I play(ed) on Immortal/Deity, I quote "Emperor and above" as these seem to be most representative of the general challenging levels of play for the average player. I'm not sure what you mean by 'long trousers', is this some obscure witticism that I've never heard of? If you say you play on Immortal/Deity, without gaming the map to your advantage and can manage to not lose many units in fullscale invasions then I'd call you a liar. If you are playing a large map with multiple fronts, how pray tell do you manage to both fend off waves of invasion on your southern front, while attempting an invasion on the western front, as well as having a holding force for the northern front? On Immortal/Deity the amount of unit spam headed your way is almost never-ending and you can't remain in a defensive posture indefinitely, so you are forced into the position of playing both defense and offense if you ever want to get ahead. If you can manage to defend against a full-scale invasion, have a small holding force in a strategic bottle neck, AND have a full-scale successful invasion on the go with less than 15 units I would love to see how you manage it. Have you placed your AI opponents in the tundra perhaps, while giving yourself lush grassland? Nor am I trolling, but responding to the assumptions with my own.

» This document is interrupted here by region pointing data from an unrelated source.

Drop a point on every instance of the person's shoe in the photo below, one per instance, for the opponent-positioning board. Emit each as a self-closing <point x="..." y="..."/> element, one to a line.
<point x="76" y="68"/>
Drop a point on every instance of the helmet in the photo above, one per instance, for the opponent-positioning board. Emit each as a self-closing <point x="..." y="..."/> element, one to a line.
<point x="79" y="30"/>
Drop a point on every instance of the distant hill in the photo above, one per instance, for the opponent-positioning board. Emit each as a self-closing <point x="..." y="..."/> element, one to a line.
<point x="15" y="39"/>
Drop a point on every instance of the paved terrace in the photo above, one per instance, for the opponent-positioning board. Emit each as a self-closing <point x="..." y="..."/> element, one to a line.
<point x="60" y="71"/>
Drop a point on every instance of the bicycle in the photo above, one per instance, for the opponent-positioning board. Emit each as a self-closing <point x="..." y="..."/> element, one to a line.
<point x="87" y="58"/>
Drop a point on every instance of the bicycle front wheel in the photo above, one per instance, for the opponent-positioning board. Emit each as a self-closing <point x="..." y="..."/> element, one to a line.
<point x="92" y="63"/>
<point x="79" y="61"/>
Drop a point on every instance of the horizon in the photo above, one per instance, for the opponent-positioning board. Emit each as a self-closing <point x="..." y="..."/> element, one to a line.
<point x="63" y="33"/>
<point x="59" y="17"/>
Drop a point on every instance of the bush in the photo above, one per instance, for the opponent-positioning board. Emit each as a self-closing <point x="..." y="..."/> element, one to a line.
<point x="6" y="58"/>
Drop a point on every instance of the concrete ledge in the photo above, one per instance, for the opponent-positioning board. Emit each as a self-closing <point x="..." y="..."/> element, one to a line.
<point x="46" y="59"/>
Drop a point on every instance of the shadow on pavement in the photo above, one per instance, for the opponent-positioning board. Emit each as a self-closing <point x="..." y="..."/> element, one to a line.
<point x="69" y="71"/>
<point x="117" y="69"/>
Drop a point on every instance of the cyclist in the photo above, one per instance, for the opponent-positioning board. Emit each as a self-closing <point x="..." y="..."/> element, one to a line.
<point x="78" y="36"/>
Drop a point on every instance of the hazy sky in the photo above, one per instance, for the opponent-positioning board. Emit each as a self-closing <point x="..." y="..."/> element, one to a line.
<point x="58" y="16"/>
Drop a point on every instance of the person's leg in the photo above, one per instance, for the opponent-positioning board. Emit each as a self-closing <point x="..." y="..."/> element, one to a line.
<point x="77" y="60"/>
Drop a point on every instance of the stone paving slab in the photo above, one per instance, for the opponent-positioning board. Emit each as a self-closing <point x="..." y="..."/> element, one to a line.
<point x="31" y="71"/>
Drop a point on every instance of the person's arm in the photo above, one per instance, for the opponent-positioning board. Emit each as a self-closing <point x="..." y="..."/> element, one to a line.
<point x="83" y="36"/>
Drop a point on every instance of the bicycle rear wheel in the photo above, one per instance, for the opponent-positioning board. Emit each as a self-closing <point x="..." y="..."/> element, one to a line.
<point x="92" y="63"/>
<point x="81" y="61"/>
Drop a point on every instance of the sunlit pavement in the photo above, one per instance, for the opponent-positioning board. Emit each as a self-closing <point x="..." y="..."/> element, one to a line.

I have played hundreds of hours of this game, I assure you it is not very fun. You may ask "then why did you play hundreds of hours", the answer being that the fun part of it was the fact I could play hotseat with my gf and after countless numbers of hours spent on civ iv we were looking for a change and gave CiV a chance, trying desperately over the course of those hundreds of hours to eek out some fun. Finally in completely abysmal frustration with such a shoddy game I took the time to look for better alternatives and finally found one and have been playing that since, never having looked back, until now that is, news of an expansion has ignited my curiosity, but looking at the notes it doesn't seem to offer anything very revolutionary.
You know a game must be pretty bad, when its lead designer goes so far as to admit it:
http://www.pcgamer.com/2013/02/14/j...-civ-v-explains-how-at-the-gates-will-differ/
Then again, whose brilliant idea was it to hire this untested clown for such an important role? No offense to Jon Shafer, I'm sure he's a swell guy, but really, you have a brilliant franchise and decide to hire a fresh out of college ex-modder to lead the design team, a literal kid? Please. We sure got innovation with CiV, a 'fresh perspective', too bad it SUCKS.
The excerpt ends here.